Por influência de outras pessoas, passei a meditar. Mudei hábitos. Evitei substâncias que me agitassem. Muitas dessas pessoas eu nem conhecia. Eu conhecia apenas seu relatos e experiências na internet. Eu não estava só em minha dor. Outras (muitas na verdade) pessoas já haviam vivido algo parecido.
E nesse meio de caminho tive que me proteger. Além de obstáculos mentais, de pessoas que olham para esses problemas com preconceito. Como se não fosse algo sério. Inclusive pessoas que tanto gosto porém que não tem empatia com problemas mentais.

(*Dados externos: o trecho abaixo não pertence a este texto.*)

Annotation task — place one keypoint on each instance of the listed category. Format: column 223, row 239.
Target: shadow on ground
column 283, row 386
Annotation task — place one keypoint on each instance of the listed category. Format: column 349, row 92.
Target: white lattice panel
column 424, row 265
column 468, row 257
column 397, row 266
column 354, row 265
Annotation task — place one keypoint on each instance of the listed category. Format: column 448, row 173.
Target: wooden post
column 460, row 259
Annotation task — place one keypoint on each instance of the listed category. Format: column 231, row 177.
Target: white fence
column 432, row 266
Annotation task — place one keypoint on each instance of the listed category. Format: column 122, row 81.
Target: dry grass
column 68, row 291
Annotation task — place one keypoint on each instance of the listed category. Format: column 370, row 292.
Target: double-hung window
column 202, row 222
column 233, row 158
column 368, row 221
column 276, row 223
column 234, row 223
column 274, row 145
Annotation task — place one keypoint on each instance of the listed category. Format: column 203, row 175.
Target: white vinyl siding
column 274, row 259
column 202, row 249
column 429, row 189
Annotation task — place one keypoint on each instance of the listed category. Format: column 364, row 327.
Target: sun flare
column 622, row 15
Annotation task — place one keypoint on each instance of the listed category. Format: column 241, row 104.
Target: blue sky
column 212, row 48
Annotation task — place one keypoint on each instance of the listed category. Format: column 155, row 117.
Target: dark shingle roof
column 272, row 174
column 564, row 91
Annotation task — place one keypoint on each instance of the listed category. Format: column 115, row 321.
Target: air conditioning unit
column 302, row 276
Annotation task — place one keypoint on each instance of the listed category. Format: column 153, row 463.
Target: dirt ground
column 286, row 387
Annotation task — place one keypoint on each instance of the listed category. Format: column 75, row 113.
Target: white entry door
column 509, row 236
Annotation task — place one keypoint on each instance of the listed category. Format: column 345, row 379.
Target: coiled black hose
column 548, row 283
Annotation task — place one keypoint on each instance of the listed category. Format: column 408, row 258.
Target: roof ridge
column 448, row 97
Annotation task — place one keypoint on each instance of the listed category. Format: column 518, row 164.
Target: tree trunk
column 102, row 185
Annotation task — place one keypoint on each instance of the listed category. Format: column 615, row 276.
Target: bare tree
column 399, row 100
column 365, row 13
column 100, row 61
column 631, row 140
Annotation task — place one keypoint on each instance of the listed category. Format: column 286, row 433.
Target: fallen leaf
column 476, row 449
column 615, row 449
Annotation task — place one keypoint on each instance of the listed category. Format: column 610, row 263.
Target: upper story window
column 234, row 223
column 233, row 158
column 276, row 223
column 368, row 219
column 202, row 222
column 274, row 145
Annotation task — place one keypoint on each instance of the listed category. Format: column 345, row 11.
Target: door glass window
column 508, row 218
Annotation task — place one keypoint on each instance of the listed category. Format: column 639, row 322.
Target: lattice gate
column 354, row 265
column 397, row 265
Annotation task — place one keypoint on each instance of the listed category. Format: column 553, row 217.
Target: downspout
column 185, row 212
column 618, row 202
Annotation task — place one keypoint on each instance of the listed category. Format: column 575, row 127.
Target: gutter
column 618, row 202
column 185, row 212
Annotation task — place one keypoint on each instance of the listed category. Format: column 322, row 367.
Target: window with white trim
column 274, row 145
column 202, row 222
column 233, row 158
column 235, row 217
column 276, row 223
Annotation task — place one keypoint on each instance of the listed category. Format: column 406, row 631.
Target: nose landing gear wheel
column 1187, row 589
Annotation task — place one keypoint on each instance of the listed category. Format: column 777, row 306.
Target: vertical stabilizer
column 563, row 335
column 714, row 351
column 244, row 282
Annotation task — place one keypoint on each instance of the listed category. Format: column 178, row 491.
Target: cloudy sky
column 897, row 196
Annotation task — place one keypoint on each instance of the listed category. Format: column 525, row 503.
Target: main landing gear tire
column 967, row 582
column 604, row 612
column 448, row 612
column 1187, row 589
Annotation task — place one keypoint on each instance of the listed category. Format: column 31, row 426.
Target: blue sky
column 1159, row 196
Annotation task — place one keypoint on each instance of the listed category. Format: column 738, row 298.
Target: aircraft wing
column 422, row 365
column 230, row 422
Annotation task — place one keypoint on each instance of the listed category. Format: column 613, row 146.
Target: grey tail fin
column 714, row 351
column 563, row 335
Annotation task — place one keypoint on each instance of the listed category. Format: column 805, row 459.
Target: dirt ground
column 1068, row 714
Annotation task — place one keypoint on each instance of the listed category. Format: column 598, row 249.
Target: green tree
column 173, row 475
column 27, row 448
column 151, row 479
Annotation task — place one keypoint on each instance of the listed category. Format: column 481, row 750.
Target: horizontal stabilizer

Precisam sentir na pele para um dia entender o que se passa numa cabeça com ansiedade ou depressão. Proteja-se dessas pessoas e de toda negatividade que vai tentar te atingir.
Minha última barreira em aceitar meu problema e expor para ente queridos foi minha mãe. Ela mora longe de mim e eu tinha medo de contar o que estava acontecendo comigo. E preocupá-la. Eu não queria deixá-la nervosa com meus problemas. E mais que isso. Eu tinha medo de visitá-la na Paraiba (moro em São Paulo) e ter um ataque na frente dela. Eu queria ser forte. Passei um ano e sete meses sem vê-la. Ainda no avião o nervosismo tomou conta. Há tempos essa ansiedade não vinha com tanta força.
Encontrei minha mãe e no primeiro momento escondi. Eu estava ansioso mas eu não tinha certeza do que fazer. No dia seguinte, resolvi.
Era a hora.
Chamei-a para o quarto e tive uma conversa franca. Contei o inferno que havia sido meu último ano entre crises de pânico e depressão. Ela chorou. E me surpreendeu. Revelou que passara por coisas parecidas quando eu era adolescente. Nas vezes em que eu cuidara dela quando meu pai saiu de casa. As vezes em que ela não saía de cama e eu tive que cuidar da casa. Ela teve depressão.
Foi um momento revelador. Mãe e filho expostos. Dividindo uma dor. Se ajudando. A dor criando laços ainda mais fortes entre os dois. E os tornando mais fortes.